Cluttered Life, Cluttered Mind
“Remember the Zen proverb: The way a man does one thing is how he does everything,” says Regina Leeds who has been a personal organizer for over 30 years and has authored 10 books on organizing and decluttering, including “One Year to an Organized Life: From Your Closets to Your Finances, the Week-by-Week Guide to Getting Completely Organized for Good”. “Chaos in physical space means chaos in one’s mind.”
And, sure, somebody who makes their living helping people organize their lives would certainly tell you it’s unhealthy to live in a mouldering canyon of your own possessions, but the research also suggests living in a disorderly or cluttered space definitely affects our mental health.
Of course, hoarding, the compulsive acquisition of new things and inability to get rid of any of them, points to a more severe mental health disorder, but research shows living in a house where things casually pile up to the point where you’re navigating bedside tables teetering with towers of paperbacks and kitchen tables covered with two weeks worth of junk mail can wreak its own kind of havoc on your life.
The Cortisol Connection
The reason living in a messy environment can cause emotional distress has a lot to do with our visual field and what we can mentally and physically keep up with. A nice, neat living space feels good, partly because there’s less to look at — there’s less for the brain to do in an uncluttered space. This helps us focus on the task at hand: One 2011 study published in the Journal of Neuroscience found that study participants were more productive and less irritable if their workspace was clear of visible clutter. This is because an overwhelmed brain makes the stress hormone cortisol, which is great for helping you run away from a swarm of angry bees, but it’s not helpful when you’re hanging out all day at work, steeping in low levels of cortisol. Living on a constant cortisol drip can lead to anxiety, depression and other mental health problems like post-traumatic stress disorder.
Research shows that women’s cortisol levels are affected by a messy living situation more than men’s. Two studies published in 2010 in the Journal of Personality and Social Psychology and conducted by a team of researchers at the University of Southern California found that, among 30 two-income couples with school-aged children living in the Los Angeles area, the woman in the relationship was more likely to take the psychological hit from a messy house. In the first study, wives were the ones who experienced elevated cortisol levels throughout the day as a result of a cluttered living space, and because they were more likely to be responsible for household chores, their stress hormones remained high after they got home.
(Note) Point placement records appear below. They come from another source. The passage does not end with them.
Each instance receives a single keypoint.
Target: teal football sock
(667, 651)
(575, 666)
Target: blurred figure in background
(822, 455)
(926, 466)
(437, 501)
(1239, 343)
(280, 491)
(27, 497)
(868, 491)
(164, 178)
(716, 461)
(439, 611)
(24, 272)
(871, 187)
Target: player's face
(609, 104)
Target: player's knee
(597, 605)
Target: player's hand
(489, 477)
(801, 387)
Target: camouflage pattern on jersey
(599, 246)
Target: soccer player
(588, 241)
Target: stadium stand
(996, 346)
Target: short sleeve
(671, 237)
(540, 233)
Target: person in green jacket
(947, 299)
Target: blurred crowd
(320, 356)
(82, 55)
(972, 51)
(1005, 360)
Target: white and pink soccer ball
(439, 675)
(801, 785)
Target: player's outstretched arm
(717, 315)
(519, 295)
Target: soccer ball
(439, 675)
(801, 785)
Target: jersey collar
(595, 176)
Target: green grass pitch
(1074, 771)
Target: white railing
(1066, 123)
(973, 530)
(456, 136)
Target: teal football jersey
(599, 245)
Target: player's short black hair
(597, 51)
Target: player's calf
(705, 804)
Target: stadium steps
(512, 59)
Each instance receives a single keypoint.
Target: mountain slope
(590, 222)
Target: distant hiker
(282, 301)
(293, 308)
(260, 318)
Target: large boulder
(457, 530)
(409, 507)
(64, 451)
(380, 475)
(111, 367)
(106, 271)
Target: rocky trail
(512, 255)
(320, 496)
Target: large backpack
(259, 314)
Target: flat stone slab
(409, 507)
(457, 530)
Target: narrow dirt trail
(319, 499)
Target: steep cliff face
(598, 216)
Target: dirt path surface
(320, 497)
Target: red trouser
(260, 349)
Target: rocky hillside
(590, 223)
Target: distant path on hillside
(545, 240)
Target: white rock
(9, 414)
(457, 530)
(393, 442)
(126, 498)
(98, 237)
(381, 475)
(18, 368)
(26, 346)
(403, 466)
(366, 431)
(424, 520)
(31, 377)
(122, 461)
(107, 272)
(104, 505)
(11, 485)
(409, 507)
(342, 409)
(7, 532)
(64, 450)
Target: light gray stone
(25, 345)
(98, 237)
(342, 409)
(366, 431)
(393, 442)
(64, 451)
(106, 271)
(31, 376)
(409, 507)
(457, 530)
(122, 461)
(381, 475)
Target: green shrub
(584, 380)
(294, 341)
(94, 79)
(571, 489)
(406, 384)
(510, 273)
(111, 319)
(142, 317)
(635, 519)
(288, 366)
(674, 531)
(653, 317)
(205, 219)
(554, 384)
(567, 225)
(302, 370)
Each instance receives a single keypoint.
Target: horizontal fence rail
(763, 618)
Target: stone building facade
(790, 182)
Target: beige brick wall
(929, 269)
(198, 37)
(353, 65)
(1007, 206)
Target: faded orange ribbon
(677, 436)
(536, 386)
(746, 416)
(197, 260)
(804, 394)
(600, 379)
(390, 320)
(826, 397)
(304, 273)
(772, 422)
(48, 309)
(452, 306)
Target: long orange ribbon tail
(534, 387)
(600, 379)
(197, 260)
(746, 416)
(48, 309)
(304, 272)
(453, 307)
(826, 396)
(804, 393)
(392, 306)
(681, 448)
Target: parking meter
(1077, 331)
One study published in the June, 2018 issue of Current Psychology finds that people who live in cluttered spaces are more likely to procrastinate than those who don’t. Procrastination itself isn’t necessarily harmful, but it can lead to bad outcomes like poor performance at school or work, high anxiety or depression, and the loss of belief in your own ability to get anything done. For this study, the research team asked groups of people of different ages (college students, adults in their 20s and 30s, and older adults with a mean age in the mid-50s) how cluttered their spaces were and how much they found themselves procrastinating in their daily lives with everyday tasks like paying bills or doing laundry. The study found a strong link between clutter and procrastination in participants of all ages, but the vexation associated with it was more pronounced in the older groups.
How to Get Organized
In many affluent countries, the clutter problem comes from simply having too much stuff, and many professional organizers counsel that getting rid of unnecessary belongings and keeping them out of the house is key. There are about as many methods to decluttering your living or working space as there are spaces to declutter, but Leeds suggests we take it easy on ourselves and realize organization is a learned skill we can practice.
“A person who grew up in a household without an organized parent may feel shame that his or her environment as an adult is in chaos, rather than simply realizing that organizing is a skill and they can learn how,” she says. “Organizing is a life skill that has everyday application. We learn it initially and practice in our physical environments, but it has no limits.”